Root — user-facing files

File	Purpose
params.m	Central configuration: scan geometry, timing, GE hardware constants, sampling method, output directory
main.m	Run all four sequences in order from a single entry point
gen_sampling_masks.m	Generate Ny × Nz × Nframes sampling mask given acceleration factor R
ArbEPI.m	Main 3D-EPI sequence function; takes sampling mask as input
EPIcal.m	Calibration sequence (mirrors ArbEPI, blips zeroed)
GRE.m	Gradient echo reference sequence for sensitivity maps
noise.m	Noise prescan for noise prewhitening
plot_epi.m	Visualization scripts (trajectories, sampling mask, PSF)

lib/ — helper functions (called by the scripts above)

File	Purpose
mask2epi.m	Core algorithm: partition 2D mask into efficient EPI trajectories
caipi_sample.m	Regular CAIPI-shifted sampling masks
ticaipi_sample.m	Temporally-interleaved CAIPI masks (golden-angle frame rotation)
pd_sample.m	Variable-density Poisson-disc sampling masks [1]
rand_sample.m	Weighted random sampling masks
gen_gaussian_pdf.m	2D Gaussian probability density for use with rand_sample
make_fatsat_rf.m	Create fat-saturation RF pulse object
make_excitation_pulse.m	Create slab-selective sinc excitation pulse
make_readout_grads.m	Create EPI readout gradients, blips, and ADC event
make_prephasers.m	Create x/y/z prephaser trapezoids
make_spoilers.m	Create x/y/z spoiler trapezoids
calc_te_tr_delays.m	Compute TE and TR padding delays
plot_kt_mask.m	Interactive viewer for k-t sampling mask (ky, kz, time); scroll wheel, slider, or arrow keys to scrub through frames
write_to_ge.m	Convert Pulseq sequence to GE TOPPE format and write .pge
rf2pulseq.m	Convert RF waveform from Gauss to Hz
check_grad_acoustics.m	Check gradient waveforms for forbidden frequencies

output/ — generated .seq, .pge, and .mat files (gitignored)

Methods overview

1. The core logic is in mask2epi(), which accepts any 2D sampling mask of size (Ny, Nz) and partitions it into efficient 3D-EPI trajectories given the echo train length and number of shots.
2. Sampling mask generators:
   • caipi_sample() — uniformly spaced, CAIPI-shifted masks.
   • ticaipi_sample() — temporally-interleaved CAIPI; the CAIPI shift rotates each frame to improve temporal incoherence.
   • pd_sample() — variable-density Poisson-disc masks based on the SigPy implementation [1]. Density falloff, calibration region size, and corner cropping are configurable via params.m.
   • rand_sample() — random masks weighted by a 2D probability mass function (e.g. gen_gaussian_pdf()).
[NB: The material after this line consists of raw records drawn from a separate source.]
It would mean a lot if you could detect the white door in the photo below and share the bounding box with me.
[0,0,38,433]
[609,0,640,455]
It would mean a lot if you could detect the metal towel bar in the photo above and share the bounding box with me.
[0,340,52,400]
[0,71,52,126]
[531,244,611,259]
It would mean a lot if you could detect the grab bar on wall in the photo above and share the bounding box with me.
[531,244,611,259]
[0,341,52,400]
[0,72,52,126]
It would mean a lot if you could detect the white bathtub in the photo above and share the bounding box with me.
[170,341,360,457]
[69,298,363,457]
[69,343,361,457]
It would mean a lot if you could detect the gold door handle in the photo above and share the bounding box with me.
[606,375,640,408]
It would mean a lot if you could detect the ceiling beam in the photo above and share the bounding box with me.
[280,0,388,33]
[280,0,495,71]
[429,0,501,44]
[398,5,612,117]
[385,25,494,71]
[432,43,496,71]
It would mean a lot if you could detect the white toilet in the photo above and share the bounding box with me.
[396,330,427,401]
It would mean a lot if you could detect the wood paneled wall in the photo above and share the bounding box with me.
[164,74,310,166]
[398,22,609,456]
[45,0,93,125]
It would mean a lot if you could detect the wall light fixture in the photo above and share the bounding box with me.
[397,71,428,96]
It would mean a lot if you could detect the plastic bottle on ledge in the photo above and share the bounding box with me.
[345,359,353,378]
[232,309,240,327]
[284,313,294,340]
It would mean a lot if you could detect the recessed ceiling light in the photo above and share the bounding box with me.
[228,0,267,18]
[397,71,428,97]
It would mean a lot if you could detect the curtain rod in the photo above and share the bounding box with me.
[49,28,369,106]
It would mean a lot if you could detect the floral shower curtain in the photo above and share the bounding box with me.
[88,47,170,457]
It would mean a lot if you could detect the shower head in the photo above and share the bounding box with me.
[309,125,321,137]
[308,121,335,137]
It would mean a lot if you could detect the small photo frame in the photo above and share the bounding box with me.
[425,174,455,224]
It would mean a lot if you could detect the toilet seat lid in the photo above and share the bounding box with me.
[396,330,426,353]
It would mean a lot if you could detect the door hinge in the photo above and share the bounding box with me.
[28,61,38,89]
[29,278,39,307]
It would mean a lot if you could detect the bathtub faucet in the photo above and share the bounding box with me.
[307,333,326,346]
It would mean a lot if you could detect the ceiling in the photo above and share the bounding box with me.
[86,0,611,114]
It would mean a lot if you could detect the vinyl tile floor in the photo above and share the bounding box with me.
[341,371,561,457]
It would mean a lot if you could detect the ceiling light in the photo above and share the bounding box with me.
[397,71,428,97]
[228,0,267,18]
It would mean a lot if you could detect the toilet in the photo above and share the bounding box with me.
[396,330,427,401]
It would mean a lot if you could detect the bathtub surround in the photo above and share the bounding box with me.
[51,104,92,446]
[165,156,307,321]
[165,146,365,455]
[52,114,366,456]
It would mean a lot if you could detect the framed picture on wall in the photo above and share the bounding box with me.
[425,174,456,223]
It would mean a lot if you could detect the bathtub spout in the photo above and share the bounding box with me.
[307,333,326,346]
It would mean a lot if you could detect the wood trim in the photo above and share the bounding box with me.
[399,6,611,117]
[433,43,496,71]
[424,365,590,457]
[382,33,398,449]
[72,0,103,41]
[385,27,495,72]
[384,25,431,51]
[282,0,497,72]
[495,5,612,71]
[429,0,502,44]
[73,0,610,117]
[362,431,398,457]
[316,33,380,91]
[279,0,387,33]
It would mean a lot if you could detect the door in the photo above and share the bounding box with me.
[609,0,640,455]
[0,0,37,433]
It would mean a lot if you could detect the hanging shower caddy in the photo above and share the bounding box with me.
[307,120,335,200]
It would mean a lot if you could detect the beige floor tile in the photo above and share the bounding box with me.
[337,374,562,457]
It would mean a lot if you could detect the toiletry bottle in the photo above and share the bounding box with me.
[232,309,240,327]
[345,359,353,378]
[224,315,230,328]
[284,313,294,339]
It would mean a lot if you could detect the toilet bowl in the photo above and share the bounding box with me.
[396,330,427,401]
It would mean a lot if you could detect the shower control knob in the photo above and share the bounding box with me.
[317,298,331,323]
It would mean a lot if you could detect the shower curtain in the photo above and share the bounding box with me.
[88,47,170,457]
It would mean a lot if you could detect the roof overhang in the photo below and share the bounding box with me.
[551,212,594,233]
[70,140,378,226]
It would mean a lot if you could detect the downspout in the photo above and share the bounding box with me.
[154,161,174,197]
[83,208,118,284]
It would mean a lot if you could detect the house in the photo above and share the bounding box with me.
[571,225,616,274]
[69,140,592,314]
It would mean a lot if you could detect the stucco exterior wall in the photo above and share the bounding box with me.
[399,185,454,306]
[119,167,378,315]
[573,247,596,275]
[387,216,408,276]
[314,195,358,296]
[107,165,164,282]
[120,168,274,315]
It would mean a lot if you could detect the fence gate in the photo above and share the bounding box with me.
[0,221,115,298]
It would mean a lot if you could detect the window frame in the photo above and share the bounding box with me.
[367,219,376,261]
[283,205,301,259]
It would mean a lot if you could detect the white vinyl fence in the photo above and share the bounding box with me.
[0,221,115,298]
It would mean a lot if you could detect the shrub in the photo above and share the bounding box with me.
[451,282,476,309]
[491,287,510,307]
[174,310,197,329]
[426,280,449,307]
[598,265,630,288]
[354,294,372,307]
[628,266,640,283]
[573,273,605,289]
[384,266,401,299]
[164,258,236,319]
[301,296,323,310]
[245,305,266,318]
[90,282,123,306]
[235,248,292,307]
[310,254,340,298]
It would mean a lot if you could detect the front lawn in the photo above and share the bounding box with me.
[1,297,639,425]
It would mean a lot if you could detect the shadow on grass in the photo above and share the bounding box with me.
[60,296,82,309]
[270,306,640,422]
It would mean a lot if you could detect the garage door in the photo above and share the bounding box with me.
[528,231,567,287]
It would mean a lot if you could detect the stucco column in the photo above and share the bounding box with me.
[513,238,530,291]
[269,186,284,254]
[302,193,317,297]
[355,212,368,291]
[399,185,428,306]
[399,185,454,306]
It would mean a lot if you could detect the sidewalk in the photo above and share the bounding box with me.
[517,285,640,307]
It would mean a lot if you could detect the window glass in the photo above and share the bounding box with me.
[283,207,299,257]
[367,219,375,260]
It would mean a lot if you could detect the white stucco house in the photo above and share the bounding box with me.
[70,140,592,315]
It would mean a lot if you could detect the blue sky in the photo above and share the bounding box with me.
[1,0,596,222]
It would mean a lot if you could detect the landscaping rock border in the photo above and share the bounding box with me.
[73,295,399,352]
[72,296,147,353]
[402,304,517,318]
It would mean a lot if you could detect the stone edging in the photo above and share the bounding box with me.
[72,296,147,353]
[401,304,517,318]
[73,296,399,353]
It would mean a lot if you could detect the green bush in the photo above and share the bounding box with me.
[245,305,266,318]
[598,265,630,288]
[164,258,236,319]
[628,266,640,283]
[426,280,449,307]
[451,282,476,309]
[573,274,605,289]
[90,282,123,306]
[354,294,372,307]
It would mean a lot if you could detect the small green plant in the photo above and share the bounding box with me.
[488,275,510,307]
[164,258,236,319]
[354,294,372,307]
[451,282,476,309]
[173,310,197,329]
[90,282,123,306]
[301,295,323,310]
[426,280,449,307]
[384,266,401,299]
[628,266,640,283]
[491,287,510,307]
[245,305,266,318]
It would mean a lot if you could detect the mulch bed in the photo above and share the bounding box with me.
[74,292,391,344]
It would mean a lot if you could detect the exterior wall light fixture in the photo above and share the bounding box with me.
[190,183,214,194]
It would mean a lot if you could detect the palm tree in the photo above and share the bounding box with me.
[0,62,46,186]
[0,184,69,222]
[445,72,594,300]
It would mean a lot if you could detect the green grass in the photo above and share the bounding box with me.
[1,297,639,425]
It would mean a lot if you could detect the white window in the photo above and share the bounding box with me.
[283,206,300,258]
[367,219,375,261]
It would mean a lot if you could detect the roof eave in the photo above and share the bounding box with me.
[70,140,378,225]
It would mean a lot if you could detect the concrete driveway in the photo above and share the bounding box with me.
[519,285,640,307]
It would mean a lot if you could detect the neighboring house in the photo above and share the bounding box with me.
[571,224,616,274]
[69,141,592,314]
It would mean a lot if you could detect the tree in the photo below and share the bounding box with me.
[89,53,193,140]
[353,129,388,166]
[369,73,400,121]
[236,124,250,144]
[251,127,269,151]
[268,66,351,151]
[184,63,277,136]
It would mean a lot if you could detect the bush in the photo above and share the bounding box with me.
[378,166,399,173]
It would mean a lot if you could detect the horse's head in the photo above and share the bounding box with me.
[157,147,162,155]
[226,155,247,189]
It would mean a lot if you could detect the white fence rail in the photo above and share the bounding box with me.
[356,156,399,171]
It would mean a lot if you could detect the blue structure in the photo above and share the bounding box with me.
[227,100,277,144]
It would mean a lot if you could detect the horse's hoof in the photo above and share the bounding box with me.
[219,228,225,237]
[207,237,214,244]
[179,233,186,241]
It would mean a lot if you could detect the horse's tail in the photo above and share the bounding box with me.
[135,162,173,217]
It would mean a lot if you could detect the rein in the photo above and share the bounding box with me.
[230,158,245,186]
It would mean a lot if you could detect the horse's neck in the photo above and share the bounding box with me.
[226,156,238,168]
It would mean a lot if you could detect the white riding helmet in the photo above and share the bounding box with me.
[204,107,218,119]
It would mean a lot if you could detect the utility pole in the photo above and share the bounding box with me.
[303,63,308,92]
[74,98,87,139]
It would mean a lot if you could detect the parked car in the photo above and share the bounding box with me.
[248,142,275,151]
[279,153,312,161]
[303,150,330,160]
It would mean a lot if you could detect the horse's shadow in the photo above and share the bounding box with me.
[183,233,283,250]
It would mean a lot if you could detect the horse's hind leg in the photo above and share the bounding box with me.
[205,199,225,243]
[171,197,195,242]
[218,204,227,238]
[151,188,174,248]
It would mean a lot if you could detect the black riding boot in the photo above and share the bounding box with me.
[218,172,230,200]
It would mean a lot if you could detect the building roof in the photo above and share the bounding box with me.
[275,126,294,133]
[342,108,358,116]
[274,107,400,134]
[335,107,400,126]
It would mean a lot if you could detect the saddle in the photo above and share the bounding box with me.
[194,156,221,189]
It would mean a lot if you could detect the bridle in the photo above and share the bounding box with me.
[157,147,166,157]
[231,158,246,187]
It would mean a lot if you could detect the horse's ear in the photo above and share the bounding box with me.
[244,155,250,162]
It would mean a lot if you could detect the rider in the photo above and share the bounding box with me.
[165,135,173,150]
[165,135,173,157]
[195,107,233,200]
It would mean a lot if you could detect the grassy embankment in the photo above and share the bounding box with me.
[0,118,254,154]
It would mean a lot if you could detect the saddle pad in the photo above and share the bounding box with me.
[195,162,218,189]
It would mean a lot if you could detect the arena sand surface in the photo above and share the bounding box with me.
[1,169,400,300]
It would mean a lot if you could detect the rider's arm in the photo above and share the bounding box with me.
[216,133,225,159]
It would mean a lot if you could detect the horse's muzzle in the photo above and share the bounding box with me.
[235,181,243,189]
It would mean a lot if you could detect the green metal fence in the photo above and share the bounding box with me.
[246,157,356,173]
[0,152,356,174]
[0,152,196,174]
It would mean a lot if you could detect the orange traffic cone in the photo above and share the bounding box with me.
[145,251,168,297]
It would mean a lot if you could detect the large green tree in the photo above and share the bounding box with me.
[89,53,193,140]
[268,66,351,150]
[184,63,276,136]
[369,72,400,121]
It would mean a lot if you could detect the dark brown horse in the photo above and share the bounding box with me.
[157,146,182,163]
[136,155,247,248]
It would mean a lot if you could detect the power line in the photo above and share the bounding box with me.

Gaussian sigma is configurable via params.m.
   • All methods are dispatched through gen_sampling_masks(R) via the samplingMethod parameter in params.m.
3. Trajectory generation details:
   • Samples near ky = 0 are distributed evenly across the echo train (center-out ordering) so that the effective echo time is approximately constant across shots.
   • ky is non-decreasing within each echo train so that B0-induced distortion along the phase-encode direction stays coherent.
4. Pulseq implementation details:
   • All ky and kz blips share the same duration and are contained within their readout block, enabling efficient representation as scaled copies of a single waveform.
   • The readout trapezoid is circularly shifted (split and sign-flipped) so that blips fall within the block boundary.
5. Unsolved problems:
   • Acquisition speed is bottlenecked by large k-space jumps between EPI lines. Constraining jump size whilst preserving sampling incoherence is an ongoing research problem.

Notes

The "Arb" in the package name has two meanings:

1. The framework accepts arbitrary sampling masks as input.
2. The package was developed in Ann Arbor, Michigan.

References

1. Ong, F., & Lustig, M. (2019, May). SigPy: a python package for high performance iterative reconstruction. In Proceedings of the ISMRM 27th Annual Meeting, Montreal, Quebec, Canada (Vol. 4819, No. 5).